Одно звено выпало и пара осталась лишь одна. Не вместе, но она была. Когда-то Наташа и Женя встречались, тоже любили друг друга и после расставания всё ещё кажутся привязаными. Она нечаянно зацепит Женю взглядом, а он Наташу подхватит на руки – под визг кружил её вокруг своей оси. Никита смотрел теперь на это зрелище и если раньше улыбался во всё лицо, то сейчас прогонял слёзы. Господи, только не сейчас, только не с ними.
На перекрёстке у знака «Автобусная остановка» трое попрощались и разошлись по разные стороны.
– Ты звони, если вдруг надо поговорить, обязательно звони, – на прощание произнёс тихо Женя, крепче обычного обняв Толмачёва.

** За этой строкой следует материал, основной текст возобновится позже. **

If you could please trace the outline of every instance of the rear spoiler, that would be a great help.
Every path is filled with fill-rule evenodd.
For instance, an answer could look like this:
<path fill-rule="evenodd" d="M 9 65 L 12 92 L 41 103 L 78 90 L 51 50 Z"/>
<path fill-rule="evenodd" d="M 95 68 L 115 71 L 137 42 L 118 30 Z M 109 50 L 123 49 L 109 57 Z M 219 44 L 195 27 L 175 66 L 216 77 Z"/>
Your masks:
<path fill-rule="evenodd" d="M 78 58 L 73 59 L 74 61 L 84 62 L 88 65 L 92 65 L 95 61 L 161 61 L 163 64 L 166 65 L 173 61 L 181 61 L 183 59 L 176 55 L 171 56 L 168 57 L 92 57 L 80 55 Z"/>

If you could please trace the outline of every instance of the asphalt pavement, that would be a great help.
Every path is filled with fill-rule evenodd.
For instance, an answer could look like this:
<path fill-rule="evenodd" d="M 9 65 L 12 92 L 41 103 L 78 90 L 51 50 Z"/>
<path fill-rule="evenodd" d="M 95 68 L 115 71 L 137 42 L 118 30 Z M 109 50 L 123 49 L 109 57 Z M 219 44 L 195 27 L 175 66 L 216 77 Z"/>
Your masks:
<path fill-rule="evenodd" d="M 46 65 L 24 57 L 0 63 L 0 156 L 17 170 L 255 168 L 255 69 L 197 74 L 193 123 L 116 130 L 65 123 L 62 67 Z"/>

Наташа скромно чмокнула парня в щёку, скомкано оставив своё обещание:
– Ты и мне звони, понял? В любое время я буду тебя слушать и держать рот на замке.

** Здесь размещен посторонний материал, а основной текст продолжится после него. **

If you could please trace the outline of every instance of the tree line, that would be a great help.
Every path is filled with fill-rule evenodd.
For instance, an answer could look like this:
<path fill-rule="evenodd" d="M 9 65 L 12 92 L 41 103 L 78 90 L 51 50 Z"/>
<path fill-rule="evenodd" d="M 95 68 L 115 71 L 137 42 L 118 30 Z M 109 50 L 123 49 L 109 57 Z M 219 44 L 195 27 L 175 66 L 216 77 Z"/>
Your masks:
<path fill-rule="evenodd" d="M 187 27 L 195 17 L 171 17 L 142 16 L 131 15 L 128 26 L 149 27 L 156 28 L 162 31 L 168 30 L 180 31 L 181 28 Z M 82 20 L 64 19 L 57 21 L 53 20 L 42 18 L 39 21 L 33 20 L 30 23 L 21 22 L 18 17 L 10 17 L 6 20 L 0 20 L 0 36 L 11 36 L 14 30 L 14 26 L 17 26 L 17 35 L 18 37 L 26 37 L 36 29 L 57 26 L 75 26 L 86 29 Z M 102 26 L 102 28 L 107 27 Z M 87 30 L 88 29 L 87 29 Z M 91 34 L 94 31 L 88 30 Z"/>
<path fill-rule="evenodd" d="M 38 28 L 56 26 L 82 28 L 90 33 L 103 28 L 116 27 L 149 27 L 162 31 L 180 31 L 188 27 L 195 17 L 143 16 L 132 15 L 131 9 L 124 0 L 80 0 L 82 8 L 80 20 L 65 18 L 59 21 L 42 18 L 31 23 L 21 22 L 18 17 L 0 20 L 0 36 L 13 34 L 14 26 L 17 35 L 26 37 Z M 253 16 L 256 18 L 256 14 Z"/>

Толмачёв ничего не ответил. Сухо кивнул вместо "пока". Надо бы многое сделать. Им, как самым близким сейчас, в моменте, сказать, что из всех друзей они есть те, кто ему нужен. Каждый день. Видеть чужую, суматошную жизнь всегда доставляет какие-то маленькие радости. Но это было недавно, а теперь перестало мелькать перед карими глазами разноцветными красками. Только белое и серое. Сегодня, завтра и далее по сентябрьским будним.
Работа? Помощи ноль.
Дни Толмачёва стали сливаться в один час. События в них, что вспышка – пропадали из памяти спустя пару секунд. Мама заезжала. Она что-то по привычке спешно тараторила, гладила ладонью плечи сына, но он не запомнил как она смотрела на него в этот момент. Бокал ночью выскользнул из рук и разбился, а он не запомнил, что штраф ему тут же простили. За него кто-то другой запоминает жизнь. Настоящий Никита в шесть утра стоял на лестничной площадке и, открыв настеж дверь своей квартиры, смотрел вглубь коридора. Перед его глазами открывался вид мрачный, всегда теперь тёмный. Комнаты стынут без тепла, постель пуста без любви и в кармане его лежит маленькая горстка сладостей из бара не для кого. Руки хотят быстро закрыть квартиру на замок и уехать куда угодно. Убежать скорее. Навсегда. Но сколько будут продолжаться эти побеги? Всю жизнь? Он сделал шаг навстречу пустоте, когда закрыл глаза. Жутко. Под кожей кровь похолодела. Нужно только дождаться, когда утренний солнечный свет проникнет в квартиру. Волнение отступит и перестанет бить по голове. Но Диана всё ещё была здесь. Сентябрь уже заканчивался, а её смерть продолжалась. У порога Толмачёв замирал в оцепенении и видел фигуру с знакомыми очертаниями: контур пухлых губ, тонкие пальцы рук, скульптурная линия шеи и профиль обрисован тенью стен. Он выдыхал волнуясь, что спугнёт её присутствие и больше никогда не сможет видеть. Дрожал, когда тень становилась всё ближе и ближе. Поиграли в обман и хватит. Но её призрак уходить не спешил. Она обнимала за плечи, водила своим носиком по затылку, сжимала в тиски талию Толмачёва. Если это не к врачам, то что это? Он скривился от страха, перестав дышать, и сполз на пол вниз. Отчётливо слышать шорох, знать её ласки как наяву, как будто она ещё жива, становится личной психушкой. Ник закрывал уши, чтобы не слышать обрывки её ладного голоса в голове. В панике жмурился, как только за тёмной занавеской покажутся её счастливые зелёные глаза и улыбка во весь рот. Пол скрипнул. Вжимаясь в стену Никита прижал голову к коленям. Пусть она уйдёт. Пусть только уйдёт, если уже не может быть рядом.